As we had discussed earlier, we can either instantly restore from the snapshot tier or from the vault tier. There are different restore options. Let us discuss them one at a time now.
Create a new virtual machine from a restore point – You can quickly create and get a basic VM up and running from a restore point. The is a caveat though that the new VM must be created in the same region as the source VM.
Restore a virtual machine disk. Can b used to create a new virtual machine – We can restore a virtual machine disk, which again can then be used to create a new VM. Basically, Azure Backup provides a template which can be used to customize and create a new VM. There are other ways as well. You can attach the disk to an existing VM, or create a new VM. There might be questions as to why this option is useful. This actually helps in case you want to add a configuration settings that was not there when the backup was taken.

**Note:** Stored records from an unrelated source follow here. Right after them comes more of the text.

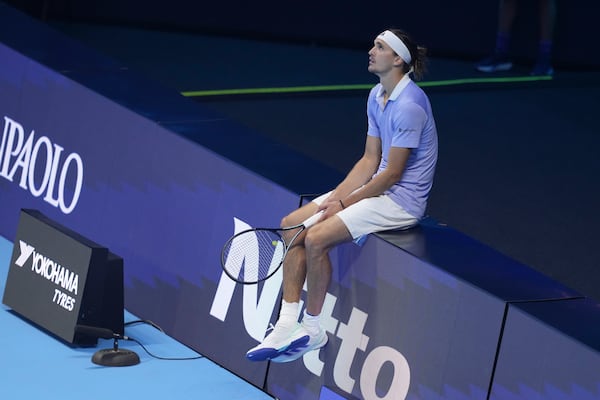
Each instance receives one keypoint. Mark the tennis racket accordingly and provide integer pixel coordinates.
(253, 255)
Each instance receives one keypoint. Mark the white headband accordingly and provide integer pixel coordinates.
(397, 45)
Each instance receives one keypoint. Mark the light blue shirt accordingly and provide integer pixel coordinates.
(406, 121)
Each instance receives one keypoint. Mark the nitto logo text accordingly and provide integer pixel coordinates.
(256, 315)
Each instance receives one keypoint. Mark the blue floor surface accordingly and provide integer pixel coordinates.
(36, 365)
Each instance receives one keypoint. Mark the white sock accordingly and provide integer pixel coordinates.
(288, 314)
(311, 323)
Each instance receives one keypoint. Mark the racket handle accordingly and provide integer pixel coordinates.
(310, 221)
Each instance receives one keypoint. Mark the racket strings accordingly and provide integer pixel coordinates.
(253, 255)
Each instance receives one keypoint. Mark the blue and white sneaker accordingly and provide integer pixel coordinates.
(295, 352)
(282, 339)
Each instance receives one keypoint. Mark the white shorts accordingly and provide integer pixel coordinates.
(373, 214)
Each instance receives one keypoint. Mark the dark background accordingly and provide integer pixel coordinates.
(456, 28)
(518, 167)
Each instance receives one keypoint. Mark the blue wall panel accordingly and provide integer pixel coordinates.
(550, 351)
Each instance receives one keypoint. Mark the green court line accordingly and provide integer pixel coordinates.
(337, 88)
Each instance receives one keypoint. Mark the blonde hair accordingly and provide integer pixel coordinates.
(418, 54)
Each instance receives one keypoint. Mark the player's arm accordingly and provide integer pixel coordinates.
(362, 171)
(397, 158)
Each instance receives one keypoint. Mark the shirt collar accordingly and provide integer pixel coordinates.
(402, 83)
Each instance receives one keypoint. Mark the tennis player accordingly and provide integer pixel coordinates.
(386, 189)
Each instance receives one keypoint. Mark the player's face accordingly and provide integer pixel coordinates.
(381, 57)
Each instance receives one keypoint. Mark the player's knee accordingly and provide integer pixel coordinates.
(285, 221)
(314, 242)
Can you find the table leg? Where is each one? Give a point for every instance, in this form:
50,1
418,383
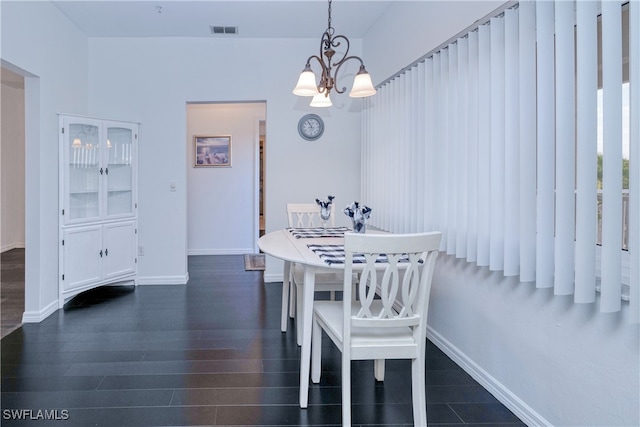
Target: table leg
306,322
286,288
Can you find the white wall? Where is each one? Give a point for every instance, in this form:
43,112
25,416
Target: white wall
12,168
221,201
41,44
551,361
151,80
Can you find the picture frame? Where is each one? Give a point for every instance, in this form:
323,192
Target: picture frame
212,151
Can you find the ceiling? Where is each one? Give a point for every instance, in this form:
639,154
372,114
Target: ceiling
253,18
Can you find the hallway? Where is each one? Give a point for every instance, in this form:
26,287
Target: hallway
12,289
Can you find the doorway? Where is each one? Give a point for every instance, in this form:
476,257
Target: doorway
12,183
225,203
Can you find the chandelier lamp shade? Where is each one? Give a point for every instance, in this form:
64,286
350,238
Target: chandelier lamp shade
307,83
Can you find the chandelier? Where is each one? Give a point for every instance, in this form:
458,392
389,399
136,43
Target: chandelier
307,86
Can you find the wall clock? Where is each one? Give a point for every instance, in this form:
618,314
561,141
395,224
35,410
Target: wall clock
310,127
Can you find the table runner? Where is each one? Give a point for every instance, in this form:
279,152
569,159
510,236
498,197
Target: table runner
334,254
316,232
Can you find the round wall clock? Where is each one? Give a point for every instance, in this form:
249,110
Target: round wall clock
310,127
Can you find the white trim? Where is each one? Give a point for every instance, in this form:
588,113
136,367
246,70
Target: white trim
39,316
497,389
272,277
237,251
163,280
10,246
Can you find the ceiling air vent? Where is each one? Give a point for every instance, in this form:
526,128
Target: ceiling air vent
216,29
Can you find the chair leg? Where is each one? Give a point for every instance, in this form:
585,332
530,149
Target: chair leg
316,352
346,390
285,307
418,392
378,369
299,313
292,299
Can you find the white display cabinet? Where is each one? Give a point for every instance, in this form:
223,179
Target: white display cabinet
98,203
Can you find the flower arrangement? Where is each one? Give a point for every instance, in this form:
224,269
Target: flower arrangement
359,215
325,209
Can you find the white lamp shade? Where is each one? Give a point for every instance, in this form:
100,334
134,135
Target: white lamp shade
362,86
306,84
321,100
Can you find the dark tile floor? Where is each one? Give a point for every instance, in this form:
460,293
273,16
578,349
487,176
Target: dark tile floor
11,290
209,353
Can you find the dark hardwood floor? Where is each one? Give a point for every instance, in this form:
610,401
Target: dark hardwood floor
209,353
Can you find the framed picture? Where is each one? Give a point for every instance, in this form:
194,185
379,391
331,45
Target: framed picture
212,151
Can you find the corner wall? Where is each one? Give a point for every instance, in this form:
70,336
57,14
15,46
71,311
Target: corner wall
42,45
12,155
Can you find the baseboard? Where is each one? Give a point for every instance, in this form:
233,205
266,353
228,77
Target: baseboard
220,251
5,248
497,389
162,280
39,316
271,278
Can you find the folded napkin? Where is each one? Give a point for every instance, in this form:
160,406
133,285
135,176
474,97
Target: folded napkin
315,232
334,254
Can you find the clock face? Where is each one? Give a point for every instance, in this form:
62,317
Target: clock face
311,127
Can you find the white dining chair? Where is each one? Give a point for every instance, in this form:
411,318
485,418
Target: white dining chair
304,215
389,318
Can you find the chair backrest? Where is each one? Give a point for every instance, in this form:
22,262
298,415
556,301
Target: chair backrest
399,268
303,215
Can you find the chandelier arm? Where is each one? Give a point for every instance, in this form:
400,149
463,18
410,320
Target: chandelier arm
339,64
326,82
336,43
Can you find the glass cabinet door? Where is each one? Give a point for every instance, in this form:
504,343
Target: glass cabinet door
83,178
120,156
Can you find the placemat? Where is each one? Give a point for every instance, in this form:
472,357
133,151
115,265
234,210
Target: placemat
334,254
315,232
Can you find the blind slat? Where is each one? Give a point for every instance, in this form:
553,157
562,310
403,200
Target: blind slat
527,162
634,162
565,148
611,288
587,150
545,145
511,148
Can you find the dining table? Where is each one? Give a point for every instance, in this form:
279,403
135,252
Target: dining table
315,249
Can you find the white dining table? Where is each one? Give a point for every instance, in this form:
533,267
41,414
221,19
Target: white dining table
283,245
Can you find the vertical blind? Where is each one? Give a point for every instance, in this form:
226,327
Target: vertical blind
492,139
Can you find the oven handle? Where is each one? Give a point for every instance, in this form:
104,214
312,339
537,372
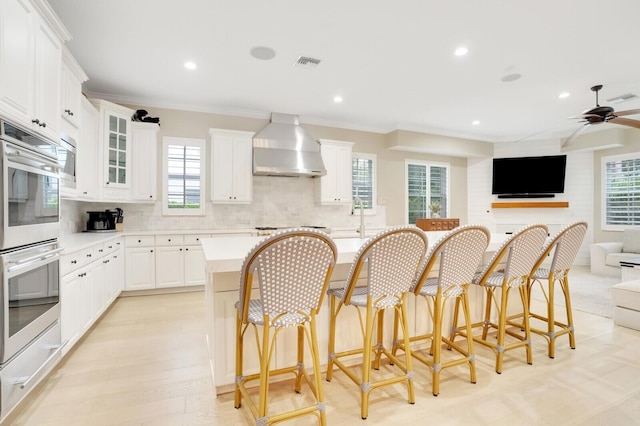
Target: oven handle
17,154
25,380
38,257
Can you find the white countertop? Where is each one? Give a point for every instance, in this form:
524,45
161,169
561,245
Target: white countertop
226,254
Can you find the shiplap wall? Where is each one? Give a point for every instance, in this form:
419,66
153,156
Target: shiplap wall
579,193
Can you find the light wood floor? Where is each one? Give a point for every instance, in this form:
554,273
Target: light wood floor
145,364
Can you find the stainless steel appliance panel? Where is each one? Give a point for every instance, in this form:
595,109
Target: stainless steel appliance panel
29,206
30,295
67,161
22,374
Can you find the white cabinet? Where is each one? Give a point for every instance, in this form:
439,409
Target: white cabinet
30,64
335,186
115,152
87,287
179,260
144,156
231,175
87,170
169,261
194,261
140,262
71,89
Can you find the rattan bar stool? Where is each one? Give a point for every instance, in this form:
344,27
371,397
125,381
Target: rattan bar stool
292,269
388,264
456,256
564,247
508,269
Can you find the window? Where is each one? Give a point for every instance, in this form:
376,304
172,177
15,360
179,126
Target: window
363,167
427,185
621,191
183,176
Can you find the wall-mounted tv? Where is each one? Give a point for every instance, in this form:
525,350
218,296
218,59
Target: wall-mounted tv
529,177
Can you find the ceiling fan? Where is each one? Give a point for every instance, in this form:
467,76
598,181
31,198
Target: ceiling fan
602,114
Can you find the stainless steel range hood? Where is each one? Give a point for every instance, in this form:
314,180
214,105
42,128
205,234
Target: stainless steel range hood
283,148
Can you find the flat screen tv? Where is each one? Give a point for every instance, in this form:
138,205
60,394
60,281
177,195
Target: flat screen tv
529,177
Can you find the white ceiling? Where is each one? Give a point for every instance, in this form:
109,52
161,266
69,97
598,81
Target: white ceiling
392,61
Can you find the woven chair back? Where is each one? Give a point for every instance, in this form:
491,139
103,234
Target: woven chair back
293,268
391,259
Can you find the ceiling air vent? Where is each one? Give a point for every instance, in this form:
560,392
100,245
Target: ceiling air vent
622,98
307,62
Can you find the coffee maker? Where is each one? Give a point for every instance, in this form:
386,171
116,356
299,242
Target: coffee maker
104,221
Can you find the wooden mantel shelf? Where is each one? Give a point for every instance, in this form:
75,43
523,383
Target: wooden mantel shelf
531,205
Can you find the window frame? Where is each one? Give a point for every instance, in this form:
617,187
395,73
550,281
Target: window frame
428,165
374,177
200,143
604,193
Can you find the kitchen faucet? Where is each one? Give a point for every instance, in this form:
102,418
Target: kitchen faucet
361,205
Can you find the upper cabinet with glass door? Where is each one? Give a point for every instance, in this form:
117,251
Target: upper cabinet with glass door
115,135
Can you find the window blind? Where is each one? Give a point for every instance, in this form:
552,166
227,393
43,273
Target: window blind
622,192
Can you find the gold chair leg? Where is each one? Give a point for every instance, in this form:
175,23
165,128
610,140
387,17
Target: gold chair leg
436,343
567,304
407,351
502,325
527,326
316,370
467,316
264,372
365,386
490,294
379,339
300,358
332,336
454,326
551,323
237,400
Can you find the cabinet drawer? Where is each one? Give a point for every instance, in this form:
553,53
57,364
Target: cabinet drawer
194,239
113,245
140,241
169,240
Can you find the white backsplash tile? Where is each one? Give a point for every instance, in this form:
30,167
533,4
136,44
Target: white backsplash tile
277,201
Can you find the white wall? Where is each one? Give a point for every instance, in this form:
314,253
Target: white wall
579,190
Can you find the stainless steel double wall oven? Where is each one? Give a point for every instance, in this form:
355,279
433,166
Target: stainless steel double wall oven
29,260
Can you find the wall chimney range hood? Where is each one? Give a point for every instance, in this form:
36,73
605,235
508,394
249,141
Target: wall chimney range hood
283,148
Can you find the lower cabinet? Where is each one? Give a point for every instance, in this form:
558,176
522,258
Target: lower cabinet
91,279
140,263
164,261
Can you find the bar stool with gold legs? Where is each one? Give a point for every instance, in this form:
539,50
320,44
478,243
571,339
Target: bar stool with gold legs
456,257
292,269
387,263
564,247
508,269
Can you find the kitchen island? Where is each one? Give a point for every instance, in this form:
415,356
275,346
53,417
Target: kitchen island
224,257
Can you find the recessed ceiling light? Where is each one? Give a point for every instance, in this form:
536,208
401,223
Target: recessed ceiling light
511,77
461,51
262,52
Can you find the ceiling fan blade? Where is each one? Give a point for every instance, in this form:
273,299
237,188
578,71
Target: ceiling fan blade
569,141
585,116
625,122
628,112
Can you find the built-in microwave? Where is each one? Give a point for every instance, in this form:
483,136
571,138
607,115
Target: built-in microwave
67,161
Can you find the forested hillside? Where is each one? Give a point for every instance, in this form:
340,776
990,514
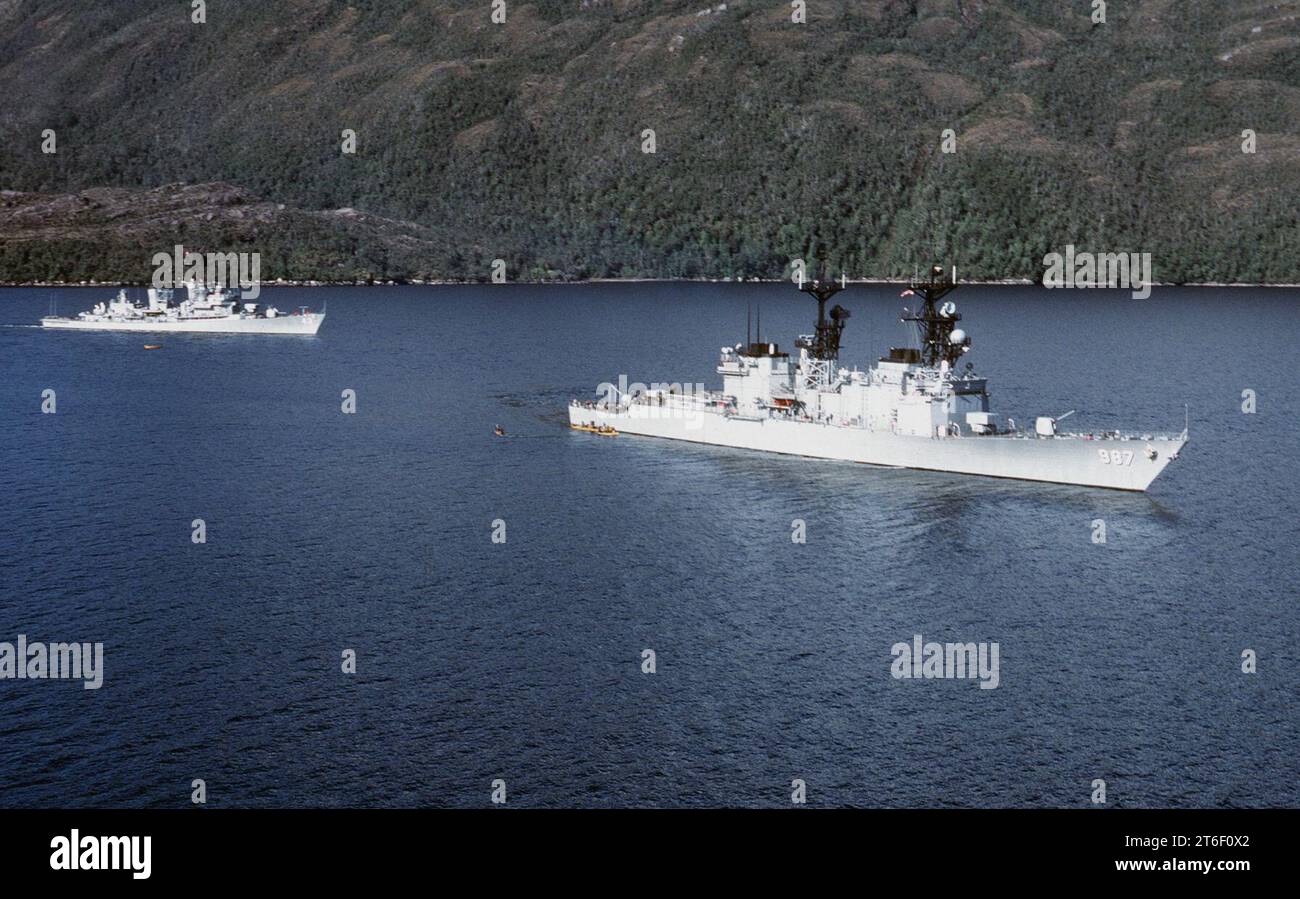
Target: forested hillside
524,140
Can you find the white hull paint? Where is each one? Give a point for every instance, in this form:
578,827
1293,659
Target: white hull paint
307,324
1113,463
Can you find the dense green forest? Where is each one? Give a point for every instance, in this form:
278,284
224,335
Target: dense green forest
524,140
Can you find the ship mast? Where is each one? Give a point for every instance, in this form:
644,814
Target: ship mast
935,324
826,341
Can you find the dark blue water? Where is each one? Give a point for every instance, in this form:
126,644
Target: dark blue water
523,660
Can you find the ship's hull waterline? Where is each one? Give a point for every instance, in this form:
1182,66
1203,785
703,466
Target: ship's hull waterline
1116,464
303,325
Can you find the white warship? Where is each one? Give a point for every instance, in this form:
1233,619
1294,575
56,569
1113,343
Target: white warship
206,309
913,409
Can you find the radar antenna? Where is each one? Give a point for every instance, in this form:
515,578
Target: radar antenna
935,324
826,341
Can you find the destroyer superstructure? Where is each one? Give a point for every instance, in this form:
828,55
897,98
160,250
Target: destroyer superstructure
206,309
919,407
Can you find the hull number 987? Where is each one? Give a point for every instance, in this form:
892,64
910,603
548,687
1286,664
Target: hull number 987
1116,456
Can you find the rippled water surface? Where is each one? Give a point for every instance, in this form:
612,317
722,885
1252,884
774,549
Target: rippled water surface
523,660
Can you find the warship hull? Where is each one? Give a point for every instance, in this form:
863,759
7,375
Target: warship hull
1113,463
308,325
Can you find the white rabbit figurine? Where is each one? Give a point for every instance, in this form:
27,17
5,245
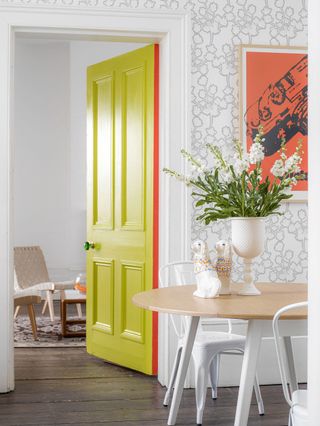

Replace a disk on the existing Virtual Machine – We can also restore a disk and use it to replace an existing disk on a VM. How it works is that Azure VM takes the snapshot of the existing VM and stores it in the staging location. The condition is that the VM must exist, else this option does not work.
- Restoring Azure Virtual Machine in the secondary region – This option is used to restore the Azure VM in a secondary region, which is paired with the primary Azure region. This is only available for the first two options and not for the third option.
Taking security into considerations, Azure Backup supports the backup and restorations of virtual machine encrypted using Azure Disk Encryption, which works with the Azure Key Vault in order to manage the secrets and keys associated with the encrypted VM.
We can have an additional layer of security as well on top of it. For that, we can use the Key vault Encryption Keys (KEKs) to encrypt the secret before it is written in the vault.
Certain limitations apply when you restore encrypted virtual machines: 1.
- Azure Backup supports only standalone key encryption. Any key that’s part of a certificate isn’t supported currently.
- File or folder level restores are not supported with encrypted VMs. To restore to that level of granularity, the whole virtual machine has to be restored. You can then manually copy the file or folders.
- The Replace existing VM option does not work for encrypted virtual machines.